Малиновский опёрся руками о Катин стол и вперил взгляд в её лицо, словно что-то пытался там найти, потом, хлопнув дверью, вышел из каморки, в кабинете что-то грохнуло, и Катя вздрогнула. И подумала, что сейчас он уйдёт. Но — нет, Роман вернулся и, поморщившись, сунул руку со сбитыми костяшками в карман.
— Вот говорила мне мама, что курить вредно, а я не верил. Думал, вредно из-за рака лёгких, а, оказывается, у всех последствия-то разные. У меня вот заблуждения какие-то… галлюцинации… любовь мерещится. А я же любить-то не умею. Все умеют, а мне не дано. Такой вот заводской брак.
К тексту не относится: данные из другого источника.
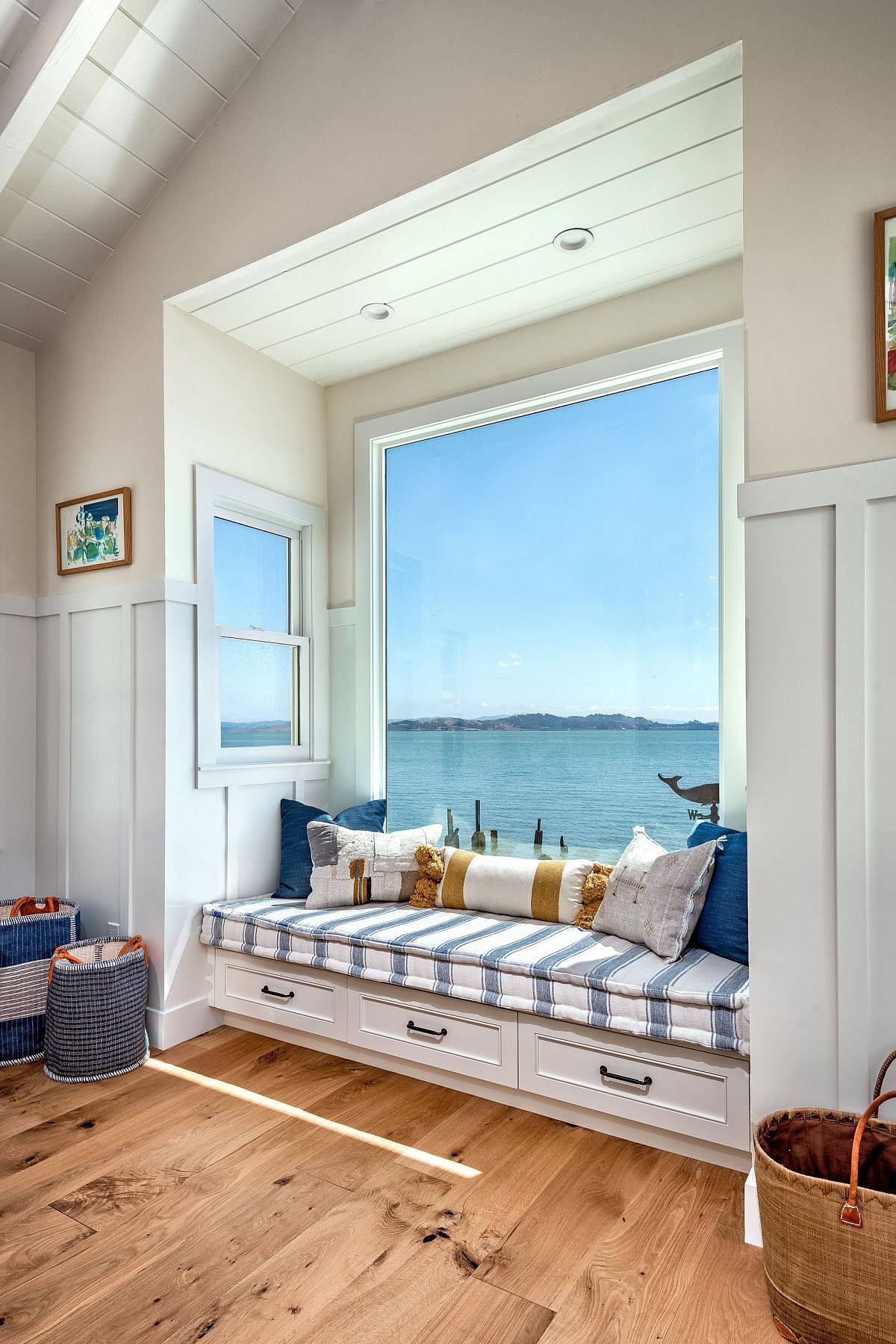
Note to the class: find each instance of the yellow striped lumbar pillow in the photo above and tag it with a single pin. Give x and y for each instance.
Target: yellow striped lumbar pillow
(528, 889)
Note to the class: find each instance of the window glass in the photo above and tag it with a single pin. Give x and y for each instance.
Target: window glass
(252, 578)
(553, 624)
(258, 694)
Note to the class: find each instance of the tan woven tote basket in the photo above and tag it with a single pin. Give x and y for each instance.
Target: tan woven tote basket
(827, 1183)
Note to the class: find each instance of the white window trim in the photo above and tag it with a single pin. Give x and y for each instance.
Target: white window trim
(716, 347)
(220, 495)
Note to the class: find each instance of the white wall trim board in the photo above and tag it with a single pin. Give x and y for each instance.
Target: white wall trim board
(167, 1029)
(753, 1227)
(856, 483)
(117, 595)
(847, 572)
(718, 347)
(13, 605)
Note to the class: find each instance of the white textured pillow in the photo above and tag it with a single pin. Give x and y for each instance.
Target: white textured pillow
(622, 911)
(352, 867)
(529, 889)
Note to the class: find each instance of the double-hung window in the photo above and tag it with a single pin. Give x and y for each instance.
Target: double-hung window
(262, 654)
(261, 602)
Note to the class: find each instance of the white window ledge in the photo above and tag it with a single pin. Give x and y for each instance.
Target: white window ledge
(260, 772)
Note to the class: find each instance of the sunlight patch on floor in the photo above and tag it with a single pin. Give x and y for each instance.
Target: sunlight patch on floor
(417, 1155)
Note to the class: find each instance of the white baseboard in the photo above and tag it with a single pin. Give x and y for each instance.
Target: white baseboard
(753, 1229)
(181, 1023)
(605, 1124)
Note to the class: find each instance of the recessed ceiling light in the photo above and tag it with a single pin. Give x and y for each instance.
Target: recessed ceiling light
(376, 312)
(574, 240)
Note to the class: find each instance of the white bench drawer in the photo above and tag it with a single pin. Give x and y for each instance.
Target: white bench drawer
(667, 1086)
(294, 996)
(470, 1039)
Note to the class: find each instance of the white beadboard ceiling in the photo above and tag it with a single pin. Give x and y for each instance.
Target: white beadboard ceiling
(656, 175)
(148, 87)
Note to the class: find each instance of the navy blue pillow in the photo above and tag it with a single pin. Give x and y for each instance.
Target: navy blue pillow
(723, 923)
(294, 851)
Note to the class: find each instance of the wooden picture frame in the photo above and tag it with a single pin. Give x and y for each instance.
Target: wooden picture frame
(886, 315)
(94, 541)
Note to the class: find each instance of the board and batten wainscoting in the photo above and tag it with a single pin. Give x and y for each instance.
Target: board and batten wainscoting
(821, 746)
(121, 826)
(18, 718)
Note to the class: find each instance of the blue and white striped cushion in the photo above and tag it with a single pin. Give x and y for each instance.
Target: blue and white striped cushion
(526, 965)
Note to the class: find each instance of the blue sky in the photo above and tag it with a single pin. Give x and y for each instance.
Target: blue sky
(252, 589)
(563, 562)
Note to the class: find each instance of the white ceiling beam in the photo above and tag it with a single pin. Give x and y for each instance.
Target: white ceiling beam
(43, 70)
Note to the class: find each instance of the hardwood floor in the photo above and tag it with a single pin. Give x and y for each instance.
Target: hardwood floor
(252, 1191)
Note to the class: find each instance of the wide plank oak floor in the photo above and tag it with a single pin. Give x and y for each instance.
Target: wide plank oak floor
(242, 1190)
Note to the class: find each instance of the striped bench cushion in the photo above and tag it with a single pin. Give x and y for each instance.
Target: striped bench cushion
(526, 965)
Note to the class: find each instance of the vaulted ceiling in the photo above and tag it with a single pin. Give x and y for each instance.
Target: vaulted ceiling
(656, 178)
(100, 102)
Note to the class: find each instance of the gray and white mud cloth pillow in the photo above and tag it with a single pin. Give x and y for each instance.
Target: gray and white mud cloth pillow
(354, 867)
(656, 898)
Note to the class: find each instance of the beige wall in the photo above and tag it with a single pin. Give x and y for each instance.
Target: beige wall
(18, 484)
(692, 303)
(228, 407)
(359, 102)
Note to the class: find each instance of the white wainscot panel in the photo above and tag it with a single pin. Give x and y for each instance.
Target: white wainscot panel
(882, 808)
(47, 758)
(790, 785)
(16, 755)
(94, 775)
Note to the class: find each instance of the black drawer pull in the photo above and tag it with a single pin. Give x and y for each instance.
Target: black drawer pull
(428, 1031)
(621, 1078)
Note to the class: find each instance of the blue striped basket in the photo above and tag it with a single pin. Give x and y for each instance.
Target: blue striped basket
(97, 1009)
(30, 930)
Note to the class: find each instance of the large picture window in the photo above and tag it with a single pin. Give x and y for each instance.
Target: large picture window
(551, 622)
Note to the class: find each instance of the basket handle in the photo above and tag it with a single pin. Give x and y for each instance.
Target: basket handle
(850, 1213)
(60, 955)
(31, 906)
(891, 1056)
(136, 944)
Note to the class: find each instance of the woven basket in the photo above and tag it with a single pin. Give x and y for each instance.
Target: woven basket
(28, 933)
(97, 1009)
(827, 1183)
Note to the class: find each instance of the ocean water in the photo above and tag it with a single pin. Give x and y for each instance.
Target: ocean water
(590, 788)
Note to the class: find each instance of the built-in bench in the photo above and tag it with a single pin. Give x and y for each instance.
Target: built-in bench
(544, 1016)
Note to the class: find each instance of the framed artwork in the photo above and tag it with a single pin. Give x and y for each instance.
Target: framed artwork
(93, 533)
(886, 315)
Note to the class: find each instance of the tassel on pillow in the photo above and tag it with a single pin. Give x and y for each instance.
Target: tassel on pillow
(432, 871)
(593, 893)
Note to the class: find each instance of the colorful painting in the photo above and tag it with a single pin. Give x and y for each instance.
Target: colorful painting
(891, 311)
(93, 533)
(886, 315)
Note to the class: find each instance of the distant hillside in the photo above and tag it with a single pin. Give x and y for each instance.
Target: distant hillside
(546, 723)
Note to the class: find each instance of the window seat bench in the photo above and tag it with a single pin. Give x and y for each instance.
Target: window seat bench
(544, 1016)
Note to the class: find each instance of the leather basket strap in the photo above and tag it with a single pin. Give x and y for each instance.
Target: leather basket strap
(136, 944)
(31, 906)
(850, 1213)
(891, 1056)
(60, 955)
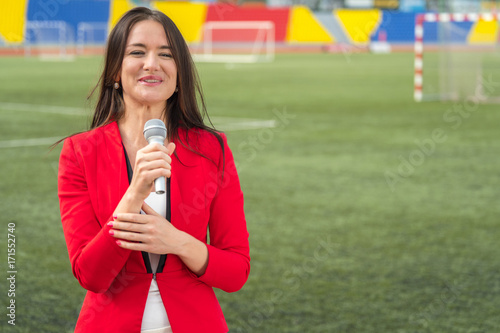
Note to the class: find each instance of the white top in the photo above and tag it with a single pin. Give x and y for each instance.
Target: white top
(155, 315)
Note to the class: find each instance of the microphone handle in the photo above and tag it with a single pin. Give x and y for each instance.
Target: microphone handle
(159, 182)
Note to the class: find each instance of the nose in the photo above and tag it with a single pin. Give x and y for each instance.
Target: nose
(151, 62)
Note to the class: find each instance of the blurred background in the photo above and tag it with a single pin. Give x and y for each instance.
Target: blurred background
(366, 138)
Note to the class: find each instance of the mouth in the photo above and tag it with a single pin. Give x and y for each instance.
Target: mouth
(151, 80)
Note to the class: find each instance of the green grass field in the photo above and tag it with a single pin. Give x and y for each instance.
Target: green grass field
(367, 212)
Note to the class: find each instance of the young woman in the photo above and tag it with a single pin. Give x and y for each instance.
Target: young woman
(144, 257)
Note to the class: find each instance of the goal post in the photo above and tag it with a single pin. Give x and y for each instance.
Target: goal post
(452, 65)
(237, 42)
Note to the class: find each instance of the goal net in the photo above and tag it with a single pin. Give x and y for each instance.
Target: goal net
(90, 34)
(49, 40)
(237, 42)
(457, 56)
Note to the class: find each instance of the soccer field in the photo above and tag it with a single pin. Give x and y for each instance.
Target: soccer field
(367, 212)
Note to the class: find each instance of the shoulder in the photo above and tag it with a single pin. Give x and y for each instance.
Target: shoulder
(211, 145)
(88, 141)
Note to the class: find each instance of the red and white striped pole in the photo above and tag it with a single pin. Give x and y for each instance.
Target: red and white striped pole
(419, 52)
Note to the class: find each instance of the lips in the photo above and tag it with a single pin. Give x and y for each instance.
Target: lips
(151, 80)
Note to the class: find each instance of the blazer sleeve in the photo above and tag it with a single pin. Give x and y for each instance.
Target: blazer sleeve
(229, 252)
(95, 258)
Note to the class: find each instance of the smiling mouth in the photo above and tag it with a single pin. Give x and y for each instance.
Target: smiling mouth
(151, 81)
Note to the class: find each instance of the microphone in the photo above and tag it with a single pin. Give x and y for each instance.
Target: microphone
(156, 132)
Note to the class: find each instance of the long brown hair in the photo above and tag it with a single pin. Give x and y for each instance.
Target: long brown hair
(182, 109)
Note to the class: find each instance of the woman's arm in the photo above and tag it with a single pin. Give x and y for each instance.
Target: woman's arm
(95, 258)
(228, 252)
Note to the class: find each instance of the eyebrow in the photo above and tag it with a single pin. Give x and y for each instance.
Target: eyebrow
(163, 47)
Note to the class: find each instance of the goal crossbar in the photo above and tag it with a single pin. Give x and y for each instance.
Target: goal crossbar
(264, 41)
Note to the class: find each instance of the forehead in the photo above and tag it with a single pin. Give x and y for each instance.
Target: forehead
(148, 32)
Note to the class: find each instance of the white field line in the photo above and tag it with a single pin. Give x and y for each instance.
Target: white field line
(28, 142)
(42, 108)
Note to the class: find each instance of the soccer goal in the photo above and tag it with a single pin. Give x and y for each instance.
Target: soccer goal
(454, 60)
(237, 42)
(52, 40)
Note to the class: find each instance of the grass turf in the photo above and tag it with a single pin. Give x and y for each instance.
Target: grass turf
(362, 218)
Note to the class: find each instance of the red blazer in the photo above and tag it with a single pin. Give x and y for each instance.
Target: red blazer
(93, 179)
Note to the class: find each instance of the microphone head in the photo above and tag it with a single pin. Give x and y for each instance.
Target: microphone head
(155, 128)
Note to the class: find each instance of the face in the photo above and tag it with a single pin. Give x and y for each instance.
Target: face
(148, 74)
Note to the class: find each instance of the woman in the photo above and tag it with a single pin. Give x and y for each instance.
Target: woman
(143, 257)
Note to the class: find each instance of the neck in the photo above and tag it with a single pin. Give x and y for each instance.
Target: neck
(131, 125)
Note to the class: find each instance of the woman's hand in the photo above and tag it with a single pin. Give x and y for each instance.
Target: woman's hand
(151, 162)
(153, 233)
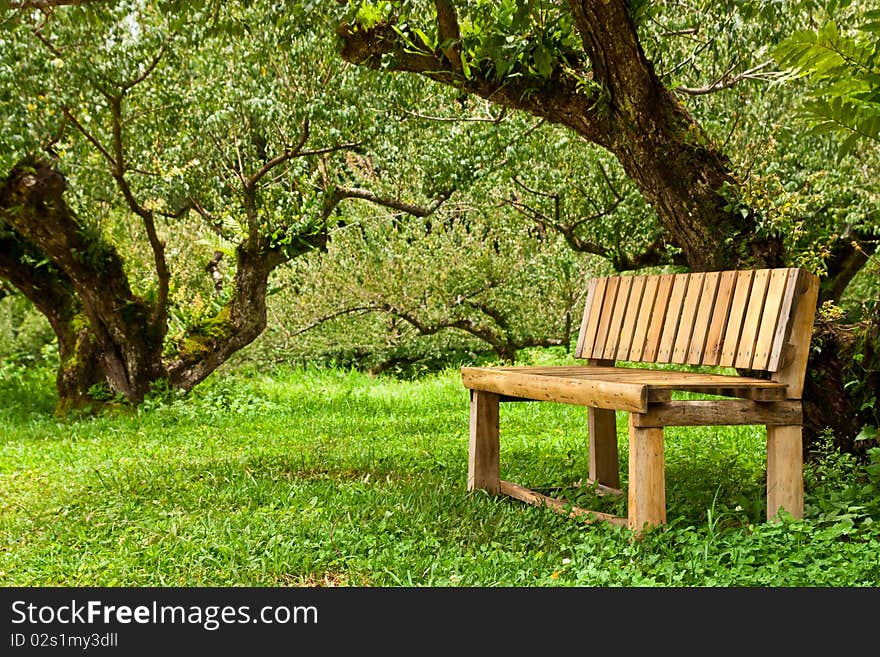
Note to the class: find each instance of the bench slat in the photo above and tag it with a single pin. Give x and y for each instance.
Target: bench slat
(620, 304)
(607, 314)
(627, 332)
(772, 309)
(674, 318)
(720, 311)
(753, 319)
(649, 296)
(704, 314)
(658, 318)
(736, 317)
(592, 308)
(687, 323)
(785, 313)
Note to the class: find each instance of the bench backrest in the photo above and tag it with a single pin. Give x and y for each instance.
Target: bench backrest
(751, 319)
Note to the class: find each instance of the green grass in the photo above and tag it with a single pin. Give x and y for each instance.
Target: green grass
(326, 477)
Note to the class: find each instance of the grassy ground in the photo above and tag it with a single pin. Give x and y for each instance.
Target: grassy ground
(325, 477)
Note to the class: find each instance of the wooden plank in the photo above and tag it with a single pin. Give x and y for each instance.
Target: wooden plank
(643, 319)
(646, 499)
(624, 345)
(770, 321)
(658, 318)
(753, 320)
(617, 315)
(793, 367)
(785, 478)
(718, 324)
(523, 494)
(717, 412)
(702, 321)
(736, 317)
(611, 286)
(786, 312)
(483, 447)
(590, 321)
(673, 318)
(582, 391)
(602, 433)
(687, 323)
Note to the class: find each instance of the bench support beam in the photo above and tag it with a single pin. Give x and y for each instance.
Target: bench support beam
(717, 412)
(647, 480)
(785, 479)
(602, 433)
(484, 447)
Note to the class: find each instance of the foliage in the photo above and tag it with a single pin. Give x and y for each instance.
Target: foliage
(843, 67)
(182, 494)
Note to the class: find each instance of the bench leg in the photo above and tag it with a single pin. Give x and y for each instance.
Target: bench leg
(785, 471)
(602, 430)
(647, 479)
(483, 450)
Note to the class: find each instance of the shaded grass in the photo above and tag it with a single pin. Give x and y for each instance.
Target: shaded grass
(326, 477)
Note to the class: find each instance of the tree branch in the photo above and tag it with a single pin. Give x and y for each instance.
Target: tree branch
(564, 99)
(339, 194)
(449, 32)
(727, 81)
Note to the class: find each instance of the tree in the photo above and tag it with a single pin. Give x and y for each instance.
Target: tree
(139, 140)
(582, 64)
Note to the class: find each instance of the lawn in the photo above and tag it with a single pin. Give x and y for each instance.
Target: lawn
(325, 477)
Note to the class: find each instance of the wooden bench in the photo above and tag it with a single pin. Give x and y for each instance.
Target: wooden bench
(756, 322)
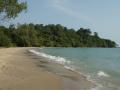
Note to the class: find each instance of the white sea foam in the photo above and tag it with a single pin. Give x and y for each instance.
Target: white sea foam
(56, 59)
(102, 74)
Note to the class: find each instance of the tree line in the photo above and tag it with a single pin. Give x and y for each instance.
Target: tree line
(39, 35)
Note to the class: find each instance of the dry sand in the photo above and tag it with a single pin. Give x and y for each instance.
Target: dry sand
(22, 70)
(18, 72)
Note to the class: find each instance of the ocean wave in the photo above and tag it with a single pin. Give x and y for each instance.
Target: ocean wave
(102, 74)
(56, 59)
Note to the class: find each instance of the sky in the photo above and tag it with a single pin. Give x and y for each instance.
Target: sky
(102, 16)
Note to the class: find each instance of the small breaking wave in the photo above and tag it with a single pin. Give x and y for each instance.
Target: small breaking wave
(56, 59)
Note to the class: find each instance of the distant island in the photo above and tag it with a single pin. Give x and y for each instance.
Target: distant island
(39, 35)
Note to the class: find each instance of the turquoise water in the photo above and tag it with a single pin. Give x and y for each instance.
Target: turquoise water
(102, 65)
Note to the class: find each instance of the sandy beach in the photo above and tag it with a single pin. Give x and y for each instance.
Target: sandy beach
(22, 70)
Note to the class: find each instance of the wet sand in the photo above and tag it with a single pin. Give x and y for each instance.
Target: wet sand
(22, 70)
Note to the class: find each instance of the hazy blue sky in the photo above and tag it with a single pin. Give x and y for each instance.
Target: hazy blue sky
(102, 16)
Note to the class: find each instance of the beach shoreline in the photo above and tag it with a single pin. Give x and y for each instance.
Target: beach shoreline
(22, 70)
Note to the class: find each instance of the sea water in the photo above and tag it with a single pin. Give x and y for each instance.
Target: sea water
(100, 65)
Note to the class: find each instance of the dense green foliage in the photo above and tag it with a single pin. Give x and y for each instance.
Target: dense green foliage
(28, 35)
(11, 8)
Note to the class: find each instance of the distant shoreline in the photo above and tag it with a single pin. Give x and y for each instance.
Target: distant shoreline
(22, 70)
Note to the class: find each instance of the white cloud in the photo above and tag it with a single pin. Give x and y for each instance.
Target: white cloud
(61, 5)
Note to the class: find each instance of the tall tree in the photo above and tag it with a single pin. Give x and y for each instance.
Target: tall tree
(11, 8)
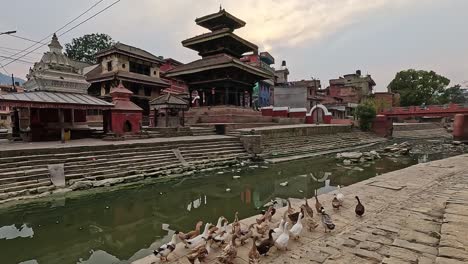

Вот обидно, наверное, маме с папой, родился у них эмоциональный инвалид, которого только на одноразовый секс и хватает.
— Ром…
— Так, вопрос любви временно опустим… Что же такого вчера случилось катастрофичного, что ты сделала такие выводы обо мне? Конечно, я и сам виноват, репутацию себе наваял, будь здоров. Но от прошлого никуда не денешься, Кать, что было, то было.
Катя замотала головой.
— Это всё несерьезно. Ты…
— Несерьёзно? — перебил её Малиновский, срываясь с шёпота на крик. — То есть ты вот таким меня и видишь, да? Вечно хохочущим феем, перелетающим с цветка на цветок? Даже не потрудившись что-то узнать обо мне, лепишь тот же самый ярлык, что и все вокруг. Да, я сам, наверное, виноват, что не исповедаюсь всем и каждому о том, что у меня внутри… Но неужели ты думаешь, что всё это, — он махнул рукой куда-то в сторону, — далось мне легко? Думаешь, в компанию я попал по блату? Мол, друга сына президента компании без вопросов примут на работу, неважно, есть ли у него образование, нет ли… И акции мне за красивые глаза подарили. А я всё это собственным горбом заработал. В Москве, знаешь ли, не так уж и любят приезжих. Впрочем, зря я это говорю, — он весь как-то сник и тряхнул головой. — Только ты и сама в любви ничего не понимаешь. И слушать меня не хочешь, я же вижу. Но, когда любят, Кать, любят по-настоящему, всегда находят возможность и силы выслушать, дать человеку шанс. Значит, у тебя тоже… заблуждение? — Роман отошёл от стола и взялся за ручку двери. — Пойду я, Кать. К моделям. Видимо, одноразовый секс и вправду мой потолок.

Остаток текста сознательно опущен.